Not Never Normal

  • My mother wanted so much to be normal/to project normal. She had rules for behavior. Don’t borrow from others, nor lend.

Don’t go where you’re not wanted.
Be nice, say thank you, be sorry, don’t tell the neighbors our business…

Not toxic shame, but some healthy guilt was often the fuel behind the words. She was consistent with them and she was insistent. This was what she needed to feel Okay.

But there was anger in that home. And it threatened the semblance of normalcy as it lurked around the corner, just out of reach of her control – Potentially triggered by the spontaneity of her children.

A church scene – a boy and girl sitting in the pew taunting one another behind her back as she sat in the middle, a referee, an obstacle that we had to reach around. Then I felt it, a barely imperceptible yet sharp, stabbing sensation, a tiny series of baby pinches Administered in quick succession to the soft flesh on the inside upper arm designed to bring us back in line, which of course it did.

I remember once being so angry with her – my 22 year old self,  flaunting my lack of concern with  maintaining HER facade of normalcy, running out into the yard still angry, angry and yelling, and incensed.

My brother was the topic  – she had had him “hospitalized” while I was away; didn’t want the neighbors to know.

She ran out after me, red-faced, wrinkles of desperation lining her forehead. “He was acting crazy, I was afraid, I didn’t know what to do, He got ahold of some thing and hasn’t been acting right. Renae, please come back in…the neighbors…”

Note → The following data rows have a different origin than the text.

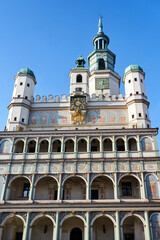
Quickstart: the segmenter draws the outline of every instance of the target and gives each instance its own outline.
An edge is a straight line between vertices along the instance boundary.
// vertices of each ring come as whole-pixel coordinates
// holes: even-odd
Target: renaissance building
[[[69,96],[33,97],[33,71],[15,76],[0,132],[1,240],[160,239],[158,129],[145,73],[125,69],[123,96],[109,41],[100,18],[89,70],[78,57]]]

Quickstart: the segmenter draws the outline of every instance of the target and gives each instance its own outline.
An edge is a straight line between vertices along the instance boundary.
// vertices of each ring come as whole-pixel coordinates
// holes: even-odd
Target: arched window
[[[98,62],[98,70],[104,70],[104,69],[105,69],[104,59],[103,59],[103,58],[100,58],[100,59],[99,59],[99,62]]]
[[[82,75],[81,74],[77,75],[77,81],[76,82],[82,82]]]

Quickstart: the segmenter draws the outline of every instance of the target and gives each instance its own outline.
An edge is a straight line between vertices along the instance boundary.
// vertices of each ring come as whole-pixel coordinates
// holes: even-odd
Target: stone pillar
[[[60,213],[57,212],[56,213],[56,226],[55,226],[54,233],[53,233],[53,240],[59,240],[59,215],[60,215]]]
[[[114,173],[114,199],[119,198],[117,173]]]
[[[29,223],[30,223],[30,213],[27,213],[26,226],[24,226],[23,239],[22,240],[28,240],[28,236],[29,236]]]
[[[127,135],[125,135],[124,145],[125,145],[126,157],[128,157],[128,139],[127,139]]]
[[[90,213],[89,212],[86,212],[86,222],[87,222],[87,226],[86,226],[85,240],[91,240],[91,237],[90,237]]]
[[[90,158],[91,157],[90,136],[87,136],[87,153],[88,158]]]
[[[102,136],[100,136],[100,153],[101,153],[101,158],[103,158],[103,139]]]
[[[119,212],[116,212],[116,230],[115,230],[114,239],[121,240]]]
[[[61,192],[62,192],[62,174],[59,174],[57,200],[61,200]]]
[[[30,186],[29,200],[33,200],[34,180],[35,180],[35,174],[32,175],[32,183]]]
[[[151,240],[148,212],[145,211],[144,216],[146,219],[146,225],[144,226],[145,239]]]
[[[145,181],[144,181],[144,173],[141,172],[141,179],[142,179],[142,184],[141,184],[141,198],[146,199],[146,191],[145,191]]]
[[[1,194],[1,200],[6,199],[6,193],[7,193],[7,188],[8,188],[8,174],[6,175],[5,179],[3,180],[3,189],[2,189],[2,194]]]
[[[137,135],[137,150],[139,152],[139,157],[142,157],[142,151],[141,151],[141,142],[140,142],[140,137]]]
[[[86,200],[90,199],[90,173],[87,173]]]
[[[113,143],[112,143],[113,144],[113,153],[114,153],[114,157],[116,157],[117,156],[117,154],[116,154],[117,149],[116,149],[115,136],[113,136],[112,139],[113,139]]]

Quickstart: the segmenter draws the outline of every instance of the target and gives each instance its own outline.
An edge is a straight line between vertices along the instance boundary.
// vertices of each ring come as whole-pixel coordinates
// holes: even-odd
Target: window
[[[81,74],[77,75],[77,81],[76,82],[82,82],[82,75]]]
[[[29,197],[30,184],[24,183],[22,197]]]
[[[98,189],[91,190],[91,199],[98,199]]]
[[[122,182],[122,196],[132,196],[131,182]]]
[[[98,70],[104,70],[105,69],[105,62],[103,58],[99,59],[99,63],[98,63]]]
[[[76,92],[82,92],[82,88],[76,88]]]

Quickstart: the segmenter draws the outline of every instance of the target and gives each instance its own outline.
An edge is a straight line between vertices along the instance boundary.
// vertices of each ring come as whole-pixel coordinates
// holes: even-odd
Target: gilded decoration
[[[86,114],[82,113],[81,110],[75,110],[73,114],[71,114],[71,121],[73,124],[83,124],[85,121]]]

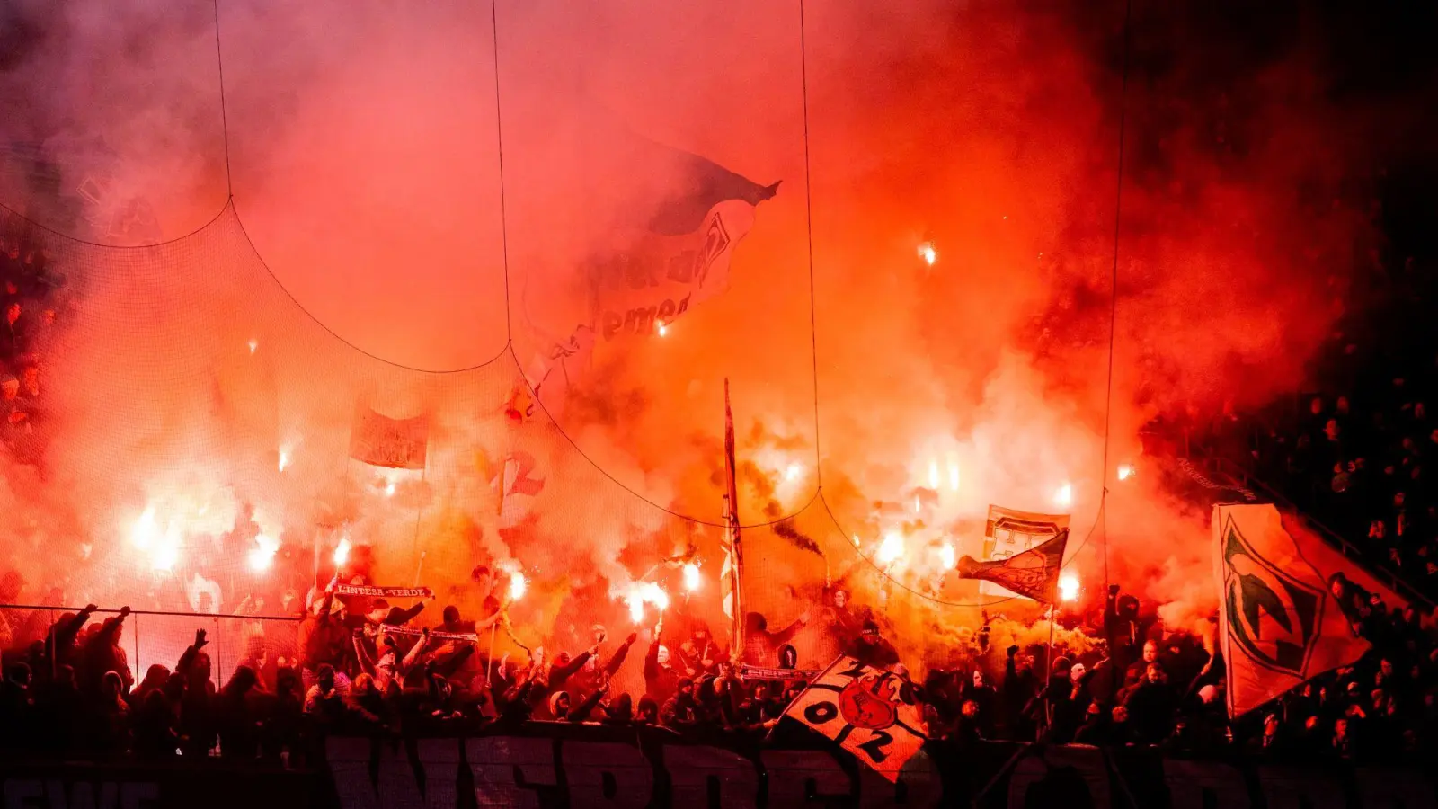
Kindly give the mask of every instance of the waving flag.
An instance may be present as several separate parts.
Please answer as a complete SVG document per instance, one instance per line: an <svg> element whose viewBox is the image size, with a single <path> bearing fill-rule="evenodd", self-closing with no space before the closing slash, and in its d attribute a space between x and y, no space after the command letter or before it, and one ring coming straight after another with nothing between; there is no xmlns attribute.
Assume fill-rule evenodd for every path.
<svg viewBox="0 0 1438 809"><path fill-rule="evenodd" d="M1368 628L1406 599L1270 504L1214 507L1219 643L1235 718L1370 648Z"/></svg>
<svg viewBox="0 0 1438 809"><path fill-rule="evenodd" d="M536 343L526 377L545 409L562 407L569 384L588 367L595 344L654 337L689 309L728 289L735 246L754 226L755 207L778 193L712 160L657 144L594 118L577 216L605 227L575 258L567 292L525 295ZM582 305L577 298L584 298Z"/></svg>
<svg viewBox="0 0 1438 809"><path fill-rule="evenodd" d="M1051 605L1058 595L1058 571L1064 564L1064 547L1068 544L1068 528L1028 550L1008 559L975 561L965 556L959 560L961 579L982 579L1005 590Z"/></svg>
<svg viewBox="0 0 1438 809"><path fill-rule="evenodd" d="M828 737L892 782L925 741L913 684L850 656L814 678L784 718Z"/></svg>
<svg viewBox="0 0 1438 809"><path fill-rule="evenodd" d="M430 442L429 416L391 419L364 404L349 428L349 456L371 466L423 469Z"/></svg>

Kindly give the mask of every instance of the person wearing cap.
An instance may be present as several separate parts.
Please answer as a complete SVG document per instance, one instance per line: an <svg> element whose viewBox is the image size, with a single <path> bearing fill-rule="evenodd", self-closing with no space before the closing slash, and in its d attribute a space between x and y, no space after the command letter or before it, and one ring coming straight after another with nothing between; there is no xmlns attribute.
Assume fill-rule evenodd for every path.
<svg viewBox="0 0 1438 809"><path fill-rule="evenodd" d="M864 620L858 638L850 643L847 654L858 662L879 669L899 664L899 651L879 635L879 625L873 619Z"/></svg>
<svg viewBox="0 0 1438 809"><path fill-rule="evenodd" d="M699 724L695 702L695 681L683 677L674 687L674 695L659 711L659 723L664 727L683 730Z"/></svg>

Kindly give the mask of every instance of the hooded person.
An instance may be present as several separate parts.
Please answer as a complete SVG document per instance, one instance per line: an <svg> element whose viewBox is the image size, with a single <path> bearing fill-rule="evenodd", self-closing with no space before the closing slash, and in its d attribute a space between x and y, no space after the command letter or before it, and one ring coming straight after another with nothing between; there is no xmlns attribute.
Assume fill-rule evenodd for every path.
<svg viewBox="0 0 1438 809"><path fill-rule="evenodd" d="M889 669L899 664L899 651L879 633L879 625L873 620L863 623L858 638L854 639L847 652L858 662L877 669Z"/></svg>
<svg viewBox="0 0 1438 809"><path fill-rule="evenodd" d="M751 612L743 616L743 661L756 666L774 666L778 662L779 646L788 643L808 626L810 615L805 612L798 620L789 623L778 632L769 632L769 619L762 613Z"/></svg>

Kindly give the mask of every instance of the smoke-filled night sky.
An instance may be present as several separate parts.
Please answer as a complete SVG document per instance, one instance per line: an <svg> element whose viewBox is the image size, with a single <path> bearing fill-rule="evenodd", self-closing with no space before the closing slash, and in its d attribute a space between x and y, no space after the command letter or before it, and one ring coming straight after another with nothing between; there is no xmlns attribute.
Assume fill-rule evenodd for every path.
<svg viewBox="0 0 1438 809"><path fill-rule="evenodd" d="M621 487L718 521L729 379L745 523L800 511L823 482L840 543L854 534L877 546L907 521L915 557L923 543L975 553L988 504L1064 511L1055 497L1067 485L1083 580L1103 579L1107 550L1113 580L1188 623L1214 605L1204 515L1143 474L1139 430L1159 415L1261 404L1301 387L1307 358L1352 314L1366 246L1386 238L1352 186L1428 158L1409 132L1431 131L1432 66L1418 53L1432 12L1340 17L1303 3L1136 0L1126 46L1123 3L1021 6L808 3L805 143L794 4L499 0L496 36L483 3L400 13L368 1L221 0L224 127L207 0L10 0L0 4L0 138L40 144L60 166L62 194L112 173L112 193L147 200L164 240L214 219L233 187L273 281L257 263L252 276L221 279L223 262L175 259L187 279L157 289L131 325L168 321L158 331L184 334L186 357L230 357L252 338L243 322L186 311L211 284L216 299L237 284L278 284L293 304L278 288L257 295L276 320L308 311L355 348L426 371L480 366L510 335L525 367L555 338L562 324L548 312L569 305L575 268L626 214L611 191L636 177L605 155L630 138L762 186L782 181L738 243L728 291L661 338L603 343L554 410L574 446L555 451L551 479L590 475L603 492L581 485L539 508L590 510L592 523L541 514L515 544L476 517L483 538L453 550L453 570L516 559L554 587L565 564L574 587L638 579L672 548L647 535L661 512L634 517L644 504ZM49 196L4 183L3 202L40 225L115 243ZM917 255L925 242L932 266ZM81 286L81 318L88 305L106 309L99 298L112 285ZM98 364L114 373L144 361L86 345L85 334L82 322L58 363L58 390L81 392ZM216 361L207 373L221 390L263 384L242 366ZM447 383L413 379L394 383L413 400L400 410L453 404ZM181 387L129 399L168 397L155 412L186 413ZM306 390L296 383L289 397L301 404L280 407L301 413L273 426L283 435L206 458L194 485L227 489L226 515L257 501L285 531L319 520L313 502L338 485L329 478L341 464L325 468L329 478L279 487L283 497L233 482L247 453L293 445L302 464L306 445L342 442L348 400L305 412ZM45 514L30 518L35 531L118 541L111 534L144 510L155 478L191 484L175 482L174 446L114 423L104 392L75 396L85 404L56 419L52 443L68 472L12 474L6 510ZM450 435L505 429L502 393L485 396L472 423L452 407ZM219 435L224 413L162 422ZM73 461L96 446L124 455L124 469ZM1139 474L1117 482L1119 464ZM945 482L953 469L958 485L932 487L930 466ZM101 468L104 484L91 479ZM464 484L426 485L453 494ZM1107 535L1097 528L1104 485ZM377 547L397 531L410 554L395 525L414 521L414 502L431 502L414 497L408 511L387 504L401 494L349 518ZM932 500L915 508L920 497ZM623 524L605 524L618 512ZM9 563L26 571L23 543L12 544ZM395 579L411 576L403 559Z"/></svg>

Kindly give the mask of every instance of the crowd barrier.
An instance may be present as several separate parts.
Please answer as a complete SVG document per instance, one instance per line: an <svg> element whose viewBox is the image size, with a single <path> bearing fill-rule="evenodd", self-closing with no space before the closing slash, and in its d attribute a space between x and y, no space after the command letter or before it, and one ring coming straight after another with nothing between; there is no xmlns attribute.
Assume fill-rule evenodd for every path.
<svg viewBox="0 0 1438 809"><path fill-rule="evenodd" d="M782 726L781 726L782 727ZM452 809L608 806L975 806L984 809L1429 809L1416 767L1291 766L1155 749L929 743L897 782L802 728L771 743L663 728L531 723L463 738L332 737L313 772L227 766L0 763L22 809Z"/></svg>

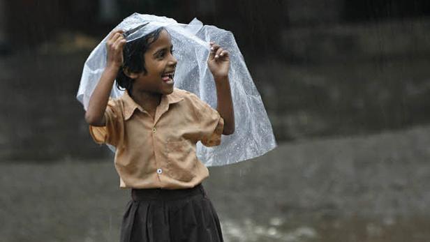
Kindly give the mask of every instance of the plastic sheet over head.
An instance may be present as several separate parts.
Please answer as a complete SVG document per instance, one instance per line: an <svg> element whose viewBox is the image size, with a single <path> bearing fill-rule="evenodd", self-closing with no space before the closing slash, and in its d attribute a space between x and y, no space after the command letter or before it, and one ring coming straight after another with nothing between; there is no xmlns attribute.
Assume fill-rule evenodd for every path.
<svg viewBox="0 0 430 242"><path fill-rule="evenodd" d="M229 79L235 109L235 132L228 136L223 135L221 144L218 146L206 147L200 142L197 144L198 157L206 166L246 160L262 156L276 146L272 125L261 97L231 32L214 26L203 25L197 19L186 24L165 17L138 13L124 19L114 29L128 31L144 23L147 24L127 36L126 40L132 41L164 27L171 36L175 50L174 55L178 60L175 86L195 93L214 108L216 107L216 90L207 66L209 42L216 43L230 52ZM84 66L77 98L85 109L106 66L105 42L108 36L92 51ZM110 96L118 98L123 92L114 84Z"/></svg>

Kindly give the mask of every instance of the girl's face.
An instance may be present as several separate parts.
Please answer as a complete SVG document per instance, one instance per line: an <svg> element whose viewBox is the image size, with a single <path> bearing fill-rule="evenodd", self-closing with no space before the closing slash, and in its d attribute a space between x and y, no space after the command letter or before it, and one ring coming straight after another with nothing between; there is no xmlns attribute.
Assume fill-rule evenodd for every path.
<svg viewBox="0 0 430 242"><path fill-rule="evenodd" d="M147 73L133 73L133 91L143 91L161 94L173 92L173 76L177 60L172 55L173 45L170 36L161 31L158 38L151 44L144 54ZM133 76L134 75L134 76Z"/></svg>

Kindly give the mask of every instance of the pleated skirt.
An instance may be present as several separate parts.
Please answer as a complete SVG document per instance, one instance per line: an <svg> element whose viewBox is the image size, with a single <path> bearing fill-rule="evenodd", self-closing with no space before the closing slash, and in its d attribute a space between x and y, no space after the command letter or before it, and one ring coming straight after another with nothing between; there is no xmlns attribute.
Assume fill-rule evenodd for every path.
<svg viewBox="0 0 430 242"><path fill-rule="evenodd" d="M121 242L223 241L219 220L203 186L132 189Z"/></svg>

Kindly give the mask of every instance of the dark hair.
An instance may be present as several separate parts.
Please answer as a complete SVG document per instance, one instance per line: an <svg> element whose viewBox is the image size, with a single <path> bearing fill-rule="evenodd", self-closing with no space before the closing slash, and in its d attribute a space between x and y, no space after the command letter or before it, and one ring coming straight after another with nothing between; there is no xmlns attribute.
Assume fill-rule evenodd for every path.
<svg viewBox="0 0 430 242"><path fill-rule="evenodd" d="M117 74L117 87L120 90L127 90L131 94L133 82L134 80L130 78L124 73L127 68L130 73L147 73L144 68L144 54L154 42L158 39L160 33L165 29L164 27L158 28L144 36L128 42L123 49L124 63L122 68Z"/></svg>

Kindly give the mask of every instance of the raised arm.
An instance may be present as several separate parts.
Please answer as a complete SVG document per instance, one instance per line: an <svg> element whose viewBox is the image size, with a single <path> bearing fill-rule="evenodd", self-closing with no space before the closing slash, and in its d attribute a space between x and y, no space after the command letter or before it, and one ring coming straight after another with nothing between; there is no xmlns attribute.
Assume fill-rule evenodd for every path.
<svg viewBox="0 0 430 242"><path fill-rule="evenodd" d="M219 45L211 43L211 54L207 63L216 86L216 110L224 119L223 135L235 133L235 112L228 79L230 54Z"/></svg>
<svg viewBox="0 0 430 242"><path fill-rule="evenodd" d="M123 33L121 30L117 30L108 38L106 68L89 98L88 108L85 112L85 121L91 126L104 126L106 123L105 111L109 100L109 95L123 62L122 50L126 44Z"/></svg>

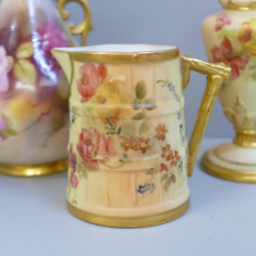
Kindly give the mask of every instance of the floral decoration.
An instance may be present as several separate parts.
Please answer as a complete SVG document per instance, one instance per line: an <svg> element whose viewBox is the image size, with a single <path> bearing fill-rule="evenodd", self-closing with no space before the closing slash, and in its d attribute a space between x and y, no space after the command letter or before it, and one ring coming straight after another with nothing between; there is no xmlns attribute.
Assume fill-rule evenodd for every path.
<svg viewBox="0 0 256 256"><path fill-rule="evenodd" d="M166 141L166 134L170 132L169 127L163 123L154 125L148 117L148 112L154 111L157 106L153 99L147 97L146 84L144 80L136 83L133 99L122 89L123 81L113 78L108 73L103 64L97 66L84 63L80 69L77 84L78 91L82 96L82 108L87 110L90 109L93 118L92 122L83 124L81 129L76 146L77 155L73 152L75 150L73 150L73 144L70 144L69 156L71 174L68 195L70 195L71 188L79 186L80 179L89 179L90 172L98 170L100 165L117 169L130 162L134 157L131 154L133 151L137 152L139 158L140 156L150 157L151 151L153 148L155 150L157 146L160 148L157 167L147 172L145 183L139 184L137 191L144 195L160 189L157 187L154 180L156 174L160 173L162 176L159 182L164 183L164 190L167 191L171 184L176 183L178 172L182 171L183 167L180 166L184 161L179 151L172 148ZM162 87L167 88L170 92L173 100L180 102L173 82L167 80L157 82L160 82ZM80 116L79 110L72 107L70 118L73 123L76 121L76 117ZM176 116L178 123L182 123L180 111ZM124 121L126 117L127 120L133 120L129 124L132 126L133 131L135 124L138 124L139 136L136 136L138 134L133 131L129 136L129 134L125 133L125 123L127 125L128 122L124 123ZM180 129L180 127L177 127L177 129ZM120 158L120 155L123 156ZM147 175L151 176L148 179ZM76 203L75 198L73 200Z"/></svg>
<svg viewBox="0 0 256 256"><path fill-rule="evenodd" d="M107 71L103 64L96 68L92 63L84 63L79 69L80 77L77 80L77 89L82 95L81 102L86 102L95 94L106 76Z"/></svg>

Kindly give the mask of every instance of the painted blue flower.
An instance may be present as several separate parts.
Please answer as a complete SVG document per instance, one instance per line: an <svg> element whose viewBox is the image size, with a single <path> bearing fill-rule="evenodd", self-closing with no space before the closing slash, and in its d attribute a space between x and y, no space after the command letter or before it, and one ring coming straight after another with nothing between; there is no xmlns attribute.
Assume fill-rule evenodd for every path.
<svg viewBox="0 0 256 256"><path fill-rule="evenodd" d="M156 185L154 182L152 183L148 183L146 185L144 186L142 186L140 185L139 186L139 189L138 190L138 192L140 193L141 195L145 194L146 192L148 191L150 191L151 193L153 193L154 190L156 188Z"/></svg>
<svg viewBox="0 0 256 256"><path fill-rule="evenodd" d="M183 171L183 162L182 161L180 162L180 164L179 165L179 169L180 169L180 170L181 172Z"/></svg>
<svg viewBox="0 0 256 256"><path fill-rule="evenodd" d="M178 94L175 94L175 99L178 102L180 102L181 99Z"/></svg>
<svg viewBox="0 0 256 256"><path fill-rule="evenodd" d="M71 109L71 112L72 113L72 122L73 123L75 123L75 121L76 120L76 108L73 106L72 106L72 108Z"/></svg>
<svg viewBox="0 0 256 256"><path fill-rule="evenodd" d="M153 182L152 183L148 183L147 184L147 190L148 191L150 191L151 193L153 193L154 190L156 188L156 185L155 183Z"/></svg>
<svg viewBox="0 0 256 256"><path fill-rule="evenodd" d="M145 194L147 191L147 190L146 186L142 186L141 185L140 185L139 186L139 190L138 190L138 192L139 192L139 193L143 195L143 194Z"/></svg>

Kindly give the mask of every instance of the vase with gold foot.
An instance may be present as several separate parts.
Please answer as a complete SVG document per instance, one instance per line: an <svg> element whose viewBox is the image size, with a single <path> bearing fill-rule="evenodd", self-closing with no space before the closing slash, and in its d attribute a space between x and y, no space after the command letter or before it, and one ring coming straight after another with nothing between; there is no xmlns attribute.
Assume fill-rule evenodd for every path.
<svg viewBox="0 0 256 256"><path fill-rule="evenodd" d="M202 31L209 61L232 69L219 96L236 136L209 149L201 165L223 179L256 183L256 1L220 2L222 11L206 18Z"/></svg>
<svg viewBox="0 0 256 256"><path fill-rule="evenodd" d="M59 0L58 10L70 0ZM31 176L68 168L70 88L51 53L83 42L91 29L87 18L71 31L50 0L2 0L0 3L0 173Z"/></svg>

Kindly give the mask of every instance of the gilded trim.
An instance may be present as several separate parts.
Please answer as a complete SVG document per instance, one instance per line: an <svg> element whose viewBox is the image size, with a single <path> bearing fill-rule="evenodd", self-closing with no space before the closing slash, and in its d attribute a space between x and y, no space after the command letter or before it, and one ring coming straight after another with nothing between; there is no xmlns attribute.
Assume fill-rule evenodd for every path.
<svg viewBox="0 0 256 256"><path fill-rule="evenodd" d="M55 50L57 52L69 54L71 52ZM178 48L164 51L141 52L73 52L72 60L81 62L104 63L112 64L150 63L165 61L178 58Z"/></svg>
<svg viewBox="0 0 256 256"><path fill-rule="evenodd" d="M9 164L0 163L0 173L13 176L39 176L59 173L68 169L67 159L40 164Z"/></svg>
<svg viewBox="0 0 256 256"><path fill-rule="evenodd" d="M212 163L205 154L201 161L201 166L203 169L214 176L225 180L256 183L256 172L237 170L217 165Z"/></svg>
<svg viewBox="0 0 256 256"><path fill-rule="evenodd" d="M234 143L239 146L247 147L256 147L256 131L237 131Z"/></svg>
<svg viewBox="0 0 256 256"><path fill-rule="evenodd" d="M97 215L75 207L67 201L69 211L81 220L101 226L112 227L145 227L160 225L171 221L183 215L189 207L189 199L175 209L154 215L134 217L112 217Z"/></svg>
<svg viewBox="0 0 256 256"><path fill-rule="evenodd" d="M240 5L241 4L234 3L233 0L230 0L227 6L223 6L223 8L225 10L238 10L242 11L251 11L256 10L256 0L252 0L252 2L248 4L247 6L241 6Z"/></svg>

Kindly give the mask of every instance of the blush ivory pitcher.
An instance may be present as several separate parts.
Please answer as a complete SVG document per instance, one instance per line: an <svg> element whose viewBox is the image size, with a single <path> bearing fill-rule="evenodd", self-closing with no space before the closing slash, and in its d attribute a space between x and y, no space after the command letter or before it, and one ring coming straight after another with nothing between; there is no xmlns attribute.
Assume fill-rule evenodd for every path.
<svg viewBox="0 0 256 256"><path fill-rule="evenodd" d="M175 46L55 48L71 84L70 211L111 227L160 224L189 204L187 177L230 69L181 56ZM208 75L188 147L182 90L189 71Z"/></svg>

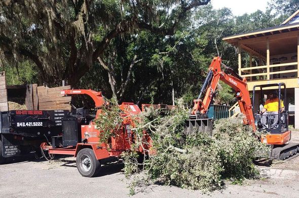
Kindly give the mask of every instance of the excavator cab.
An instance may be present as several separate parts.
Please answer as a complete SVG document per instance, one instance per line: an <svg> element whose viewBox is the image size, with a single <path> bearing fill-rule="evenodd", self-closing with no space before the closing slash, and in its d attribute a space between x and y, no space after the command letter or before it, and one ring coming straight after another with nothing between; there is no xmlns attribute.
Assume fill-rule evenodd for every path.
<svg viewBox="0 0 299 198"><path fill-rule="evenodd" d="M267 132L271 134L282 134L288 131L288 115L287 111L285 110L282 112L281 112L282 108L281 103L278 103L279 111L278 113L276 114L260 114L260 111L266 101L266 94L269 93L269 91L266 89L268 89L269 88L271 88L271 89L274 89L275 91L277 91L278 101L282 101L284 105L285 110L287 109L287 105L286 105L286 88L284 83L255 85L253 89L252 103L252 110L254 114L255 126L258 131L266 130ZM259 93L258 94L259 97L256 97L256 95L258 95L257 93ZM256 108L257 106L259 107L257 109ZM276 119L276 120L275 120ZM275 122L277 122L276 125L275 124ZM265 127L266 128L265 128Z"/></svg>

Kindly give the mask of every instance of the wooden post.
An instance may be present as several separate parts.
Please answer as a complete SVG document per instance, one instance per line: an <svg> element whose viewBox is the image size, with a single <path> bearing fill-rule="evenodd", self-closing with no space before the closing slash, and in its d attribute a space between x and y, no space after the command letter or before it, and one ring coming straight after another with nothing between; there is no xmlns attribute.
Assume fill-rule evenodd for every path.
<svg viewBox="0 0 299 198"><path fill-rule="evenodd" d="M299 34L297 35L297 77L299 77Z"/></svg>
<svg viewBox="0 0 299 198"><path fill-rule="evenodd" d="M269 40L267 41L267 79L270 79L270 49Z"/></svg>
<svg viewBox="0 0 299 198"><path fill-rule="evenodd" d="M252 67L252 53L250 52L249 53L249 67ZM252 70L250 70L250 74L252 74ZM252 76L249 77L250 81L252 81Z"/></svg>
<svg viewBox="0 0 299 198"><path fill-rule="evenodd" d="M239 63L239 75L241 76L242 73L241 71L241 68L242 67L242 60L241 60L241 44L240 44L240 42L239 42L238 46L238 60Z"/></svg>

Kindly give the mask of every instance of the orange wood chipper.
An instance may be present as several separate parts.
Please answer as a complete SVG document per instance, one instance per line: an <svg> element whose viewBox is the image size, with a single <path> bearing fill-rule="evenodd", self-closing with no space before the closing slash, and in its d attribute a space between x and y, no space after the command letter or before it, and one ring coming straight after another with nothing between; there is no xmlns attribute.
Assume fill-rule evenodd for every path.
<svg viewBox="0 0 299 198"><path fill-rule="evenodd" d="M101 108L109 105L103 99L102 93L88 89L67 89L61 91L64 95L86 94L94 101L97 109L95 116L91 116L86 108L75 109L68 116L62 120L62 134L52 136L51 142L43 142L41 145L42 152L47 151L49 155L69 155L76 157L77 169L84 177L93 177L100 170L100 160L110 157L120 157L121 153L130 150L134 141L134 134L130 127L134 126L132 116L141 112L136 105L123 103L119 105L122 110L121 116L123 121L122 126L114 130L115 134L110 137L109 143L100 144L99 136L101 130L93 121L101 113ZM148 148L151 137L144 131L144 138L148 144L143 148ZM139 152L143 152L139 148Z"/></svg>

“I don’t give a damn about the neighbors.” I had said. I think in fact that I had wanted her facade of normal to crack. I needed to see her suffer under its weight as I was suffering while she threw away my not normal brother.

Normal – what’s that?

 

 

3 thoughts on “Not Never Normal

  1. Wow! I see these scenes so vividly. As the mom of special needs kids this really spoke to me, never putting mine away but have felt the stares and fought the urge to hide the messy life, thank you for showing honesty is brutal and NECESSARY.❤️

  2. Wow! This reminds me so poignantly of my own childhood that I had to take a moment to collect myself before I could respond to it.
    Renealgo, especially the part about sending my brother to the hospital, my mother split it between sending him to hospital and sending him to jail. He was a danger her, yes, but then he was a danger to himself. He died a strange death about 10 years ago.